Morphine Addiction, Side Effects & Rehab Treatment

2 min read · 2 sections
Evidence-Based Care
Expert Staff

It came to be in 1803 and still reigns supreme today as the pain reliever of choice for moderate to severe pain ranging from post-surgical treatment to end-of-life care. Doctors wrote 259 million prescriptions for opioid pain relievers in 2012, per the Centers for Disease Control and Prevention. Some who abuse these drugs choose to snort the crushed tablets or even chew on the extended-release tablets, while others inject it. The injectable form of the drug is known to be three times as strong as oral forms, In the Know reports.

Dangers of Abuse

morphine abuse Abusing morphine is highly dangerous and comes at a severe cost for most people. Individuals who inject morphine are at an increased risk of contracting hepatitis. There is a 50-70 percent risk of contracting hepatitis B and a 50-80 percent risk of contracting hepatitis C within five years of the onset of injection drug use, the CDC reports. AVERT reports injection drug use was responsible for 8 percent of newly diagnosed cases of HIV in 2010.

Of course, some users never make it five years. Drug overdoses killed 43,982 people in 2013. Of these, 22,767 were due to prescription drugs and 16,235 of those were solely attributed to opioid pain relievers, per the CDC.

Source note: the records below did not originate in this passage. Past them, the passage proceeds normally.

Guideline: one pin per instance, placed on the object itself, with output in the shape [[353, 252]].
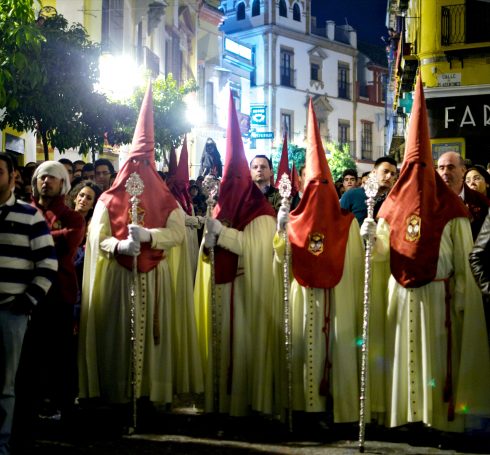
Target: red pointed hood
[[318, 227], [240, 201], [294, 181], [283, 163], [419, 205], [156, 202], [178, 183]]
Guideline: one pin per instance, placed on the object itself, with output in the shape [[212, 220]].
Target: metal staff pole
[[371, 189], [134, 187], [210, 187], [285, 192]]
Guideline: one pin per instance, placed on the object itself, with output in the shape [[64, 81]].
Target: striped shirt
[[28, 261]]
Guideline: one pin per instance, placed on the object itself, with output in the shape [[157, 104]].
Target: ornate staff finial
[[371, 188]]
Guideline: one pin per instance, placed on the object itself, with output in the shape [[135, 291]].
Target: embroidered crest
[[414, 224], [315, 243]]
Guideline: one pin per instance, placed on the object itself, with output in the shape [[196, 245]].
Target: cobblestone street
[[185, 431]]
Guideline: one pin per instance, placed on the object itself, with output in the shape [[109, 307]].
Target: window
[[315, 72], [112, 25], [343, 79], [255, 8], [286, 125], [240, 11], [283, 10], [344, 132], [296, 13], [367, 140], [253, 73], [287, 72]]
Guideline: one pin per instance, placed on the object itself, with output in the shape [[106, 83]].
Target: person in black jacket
[[480, 266]]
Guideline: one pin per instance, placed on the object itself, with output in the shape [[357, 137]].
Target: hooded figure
[[326, 292], [178, 183], [437, 365], [242, 231], [112, 242]]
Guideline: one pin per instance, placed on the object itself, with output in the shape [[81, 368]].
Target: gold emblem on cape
[[141, 216], [315, 243], [414, 225]]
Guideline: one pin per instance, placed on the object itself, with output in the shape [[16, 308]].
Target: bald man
[[451, 168]]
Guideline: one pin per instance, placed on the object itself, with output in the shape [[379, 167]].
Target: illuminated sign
[[258, 115]]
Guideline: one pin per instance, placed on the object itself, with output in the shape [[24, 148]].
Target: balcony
[[287, 76], [465, 23], [344, 90]]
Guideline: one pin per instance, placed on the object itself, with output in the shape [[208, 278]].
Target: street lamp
[[119, 76]]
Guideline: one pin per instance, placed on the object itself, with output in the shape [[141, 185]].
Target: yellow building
[[448, 41]]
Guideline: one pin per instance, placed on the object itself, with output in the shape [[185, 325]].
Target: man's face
[[349, 182], [451, 170], [260, 171], [385, 175], [49, 186], [6, 180], [103, 176]]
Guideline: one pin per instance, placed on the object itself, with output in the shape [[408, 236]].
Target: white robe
[[309, 309], [105, 346], [416, 338]]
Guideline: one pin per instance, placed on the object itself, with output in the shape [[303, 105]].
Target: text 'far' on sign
[[258, 115]]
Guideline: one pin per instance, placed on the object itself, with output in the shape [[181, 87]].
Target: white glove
[[139, 233], [368, 229], [213, 226], [191, 221], [282, 218], [129, 247], [210, 240]]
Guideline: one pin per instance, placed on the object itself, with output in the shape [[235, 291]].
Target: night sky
[[368, 17]]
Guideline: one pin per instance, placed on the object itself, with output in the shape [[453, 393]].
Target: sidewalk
[[102, 431]]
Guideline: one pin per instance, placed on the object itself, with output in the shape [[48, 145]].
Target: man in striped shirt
[[28, 266]]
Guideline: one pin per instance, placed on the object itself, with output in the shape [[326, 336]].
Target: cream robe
[[104, 346], [308, 313], [416, 338], [187, 363], [249, 368]]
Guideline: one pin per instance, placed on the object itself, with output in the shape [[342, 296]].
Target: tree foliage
[[20, 47], [64, 109], [340, 159], [169, 110]]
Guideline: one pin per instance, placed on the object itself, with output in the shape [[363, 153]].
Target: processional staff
[[285, 192], [371, 189], [134, 187], [210, 188]]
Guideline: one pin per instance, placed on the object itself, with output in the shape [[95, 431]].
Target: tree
[[20, 46], [64, 109], [340, 159], [296, 155], [169, 110]]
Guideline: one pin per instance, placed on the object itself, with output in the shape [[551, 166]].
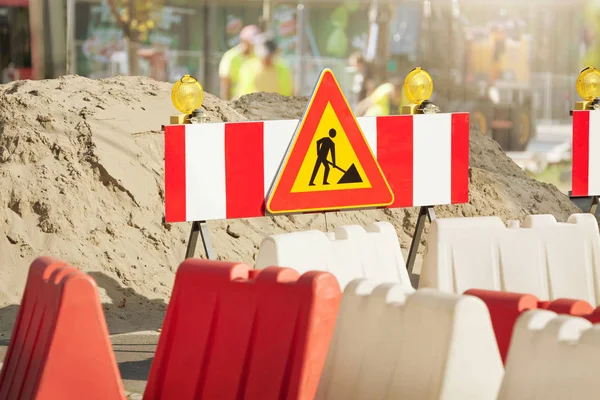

Mercola reports a 25 percent increased chance of developing depression if you take these drugs for 3-6 months, and that risk increases to 53 percent if you use them longer than that.

Some have questioned whether society as a whole may be growing more tolerant of opioid painkillers and considering them safer and more acceptable forms of treatment than they really are. Not only is the rate of prescription increasing, so is the average amount of morphine that comes with each opioid painkiller prescription. MedPage Today reports the amount of oxycodone in one prescription bottle in 2000 was equivalent to 923 mg of morphine,
and that amount has jumped to 1,566 mg as of 2010. The rate of addiction also continues to mount with 1.4 million people having an opioid abuse or dependency problem in 2006, and 2.1 million fitting such criteria by 2012, according to the Substance Abuse and Mental Health Services Administration.

Signs of Addiction

Addiction to morphine can form within just a few uses of the drug. Signs of dependence include:

  • Tolerance has developed.
  • You use morphine to avoid going through withdrawal.
  • You have tried to quit and weren’t successful.
  • You no longer hang out with friends or attend family functions, because morphine abuse is your priority.
  • You know your substance abuse is ruining your life, but you can’t stop.
  • A lot of your time is spent preparing for or using morphine.